Most barbs are quite small, but they’ll need plenty of room in the aquarium to swim about. They enjoy having plants to chase around, and the quieter species appreciate hiding places.
Adding bogwood to your aquarium is often a good way of keeping barbs happy and maintaining the right water conditions.
Barbs are omnivorous and do best on a varied diet. They will accept flakes but should be given live food like daphnia, shrimp and bloodworms every week or two. They also enjoy spirulina algae discs.
Types of Barbs
There are numerous different species of barbs available for your aquarium, but some of the most popular are as follows:
- Rosy Barbs –These medium-sized red and goldfish are happiest in shoals, with two females to each male. They are more likely to be aggressive if kept in smaller numbers.

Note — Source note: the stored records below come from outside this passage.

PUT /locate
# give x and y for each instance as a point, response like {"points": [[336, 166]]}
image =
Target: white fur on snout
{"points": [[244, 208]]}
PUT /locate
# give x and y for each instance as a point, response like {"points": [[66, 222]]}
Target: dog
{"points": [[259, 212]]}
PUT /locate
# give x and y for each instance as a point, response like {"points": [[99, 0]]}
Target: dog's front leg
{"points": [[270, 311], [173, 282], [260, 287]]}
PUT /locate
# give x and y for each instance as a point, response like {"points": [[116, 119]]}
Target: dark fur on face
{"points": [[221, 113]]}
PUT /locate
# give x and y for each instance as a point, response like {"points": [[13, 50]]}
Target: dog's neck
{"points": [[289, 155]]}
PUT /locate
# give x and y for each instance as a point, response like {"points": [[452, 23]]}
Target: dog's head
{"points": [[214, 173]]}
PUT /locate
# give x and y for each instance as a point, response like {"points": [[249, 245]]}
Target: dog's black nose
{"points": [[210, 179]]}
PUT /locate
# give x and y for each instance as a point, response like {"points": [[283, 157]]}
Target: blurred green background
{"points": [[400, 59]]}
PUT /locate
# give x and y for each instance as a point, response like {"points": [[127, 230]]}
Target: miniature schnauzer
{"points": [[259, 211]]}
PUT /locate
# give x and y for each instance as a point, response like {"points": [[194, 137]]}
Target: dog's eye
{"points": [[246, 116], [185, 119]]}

- Tiger Barbs -These handsome stripy silverfish are also available in green. They’re highly active and like to play within their shoals.
- Panda Barbs -Also known as striped barbs, these attractive black and silverfish are naturally shy and peaceful. They need to be with others of their own kind but also interact amicably with other fish.

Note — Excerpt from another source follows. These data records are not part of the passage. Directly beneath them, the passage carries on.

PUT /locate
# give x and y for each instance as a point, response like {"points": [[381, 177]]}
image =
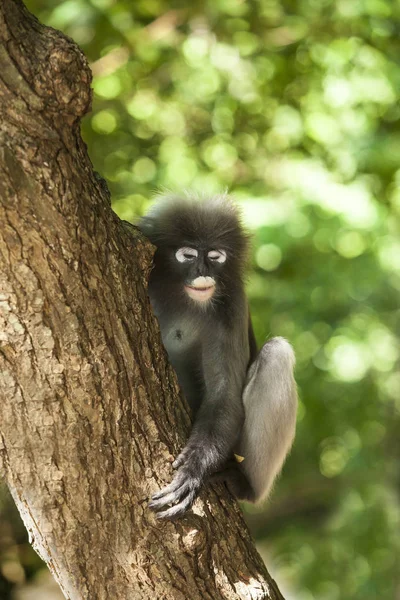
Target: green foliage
{"points": [[293, 107]]}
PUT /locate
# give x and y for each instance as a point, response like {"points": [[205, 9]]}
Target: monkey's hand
{"points": [[184, 488]]}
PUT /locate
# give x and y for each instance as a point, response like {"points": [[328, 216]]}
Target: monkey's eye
{"points": [[217, 255], [186, 254]]}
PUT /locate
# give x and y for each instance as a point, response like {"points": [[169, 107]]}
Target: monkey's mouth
{"points": [[201, 290]]}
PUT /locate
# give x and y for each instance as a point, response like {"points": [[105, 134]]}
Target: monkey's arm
{"points": [[217, 425]]}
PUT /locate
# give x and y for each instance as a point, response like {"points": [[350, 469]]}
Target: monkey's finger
{"points": [[168, 499], [174, 485], [182, 458], [180, 508]]}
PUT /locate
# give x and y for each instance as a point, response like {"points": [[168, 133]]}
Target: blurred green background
{"points": [[292, 107]]}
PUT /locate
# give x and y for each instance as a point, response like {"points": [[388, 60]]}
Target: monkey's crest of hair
{"points": [[207, 222]]}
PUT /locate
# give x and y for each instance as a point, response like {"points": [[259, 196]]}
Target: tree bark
{"points": [[90, 412]]}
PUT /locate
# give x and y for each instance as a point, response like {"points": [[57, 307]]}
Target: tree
{"points": [[90, 409]]}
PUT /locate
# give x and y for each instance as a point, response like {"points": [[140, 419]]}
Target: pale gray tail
{"points": [[270, 403]]}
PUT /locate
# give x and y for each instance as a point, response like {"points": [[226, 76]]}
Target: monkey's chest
{"points": [[182, 345], [178, 339]]}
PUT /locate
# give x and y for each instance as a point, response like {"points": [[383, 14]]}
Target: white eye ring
{"points": [[217, 255], [186, 254]]}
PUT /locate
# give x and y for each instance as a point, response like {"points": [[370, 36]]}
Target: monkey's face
{"points": [[200, 269]]}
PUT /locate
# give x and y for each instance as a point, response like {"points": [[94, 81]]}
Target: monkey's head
{"points": [[201, 244]]}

- Cherry Barbs –These slender little fish get their name because of the colour assumed by males during spawning. They tend to be shy. ‘Albino’ varieties with golden colouration are also available.
- Denison Barbs –Sometimes mistakenly called sharks, these bright, angular fish are peaceful and get on well in community tanks. Give them plenty of vegetables and beware of their fondness for jumping.
- Two Spot Barbs –Among the smallest barb species, these delightful little fish are happiest in a large shoal with two females to every one male.
Most barb species, including those listed above, are fairly easy to breed in captivity. To do it successfully, you’ll need to set up a separate spawning tank for one male and one or two females (depending on the species and how your fish bond – watch them closely beforehand to determine their preferences).
In all barb species, the males are smaller and slimmer than the females. Ensure your spawning tank has very clean water (with no ammonia build-up) and is full of fine-leafed plants.
When spawning occurs, the eggs will stick to these. You should immediately remove the parents from the tank so they don’t eat the eggs.
Despite the small size of the adults, most barb fry are born large enough to eat small brine shrimp from the start.
Alternatively, they can be fed on powdered flake food or with a special fry food. Barb fry are often numerous and grow fast, so make sure you’ve got plenty of space for them.
Barbs may be seen as a beginner’s fish, but don’t let that fool you into thinking they’re nothing to get excited about. Alert and vigorous, they’re always interesting to watch and have various fascinating group behaviours.
They’re generally assertive enough to look after themselves without being too aggressive for your other fish, and their small size means they’re easy to keep in the sort of shoals they prefer. Give them a try and you’ll find they’re lots of fun.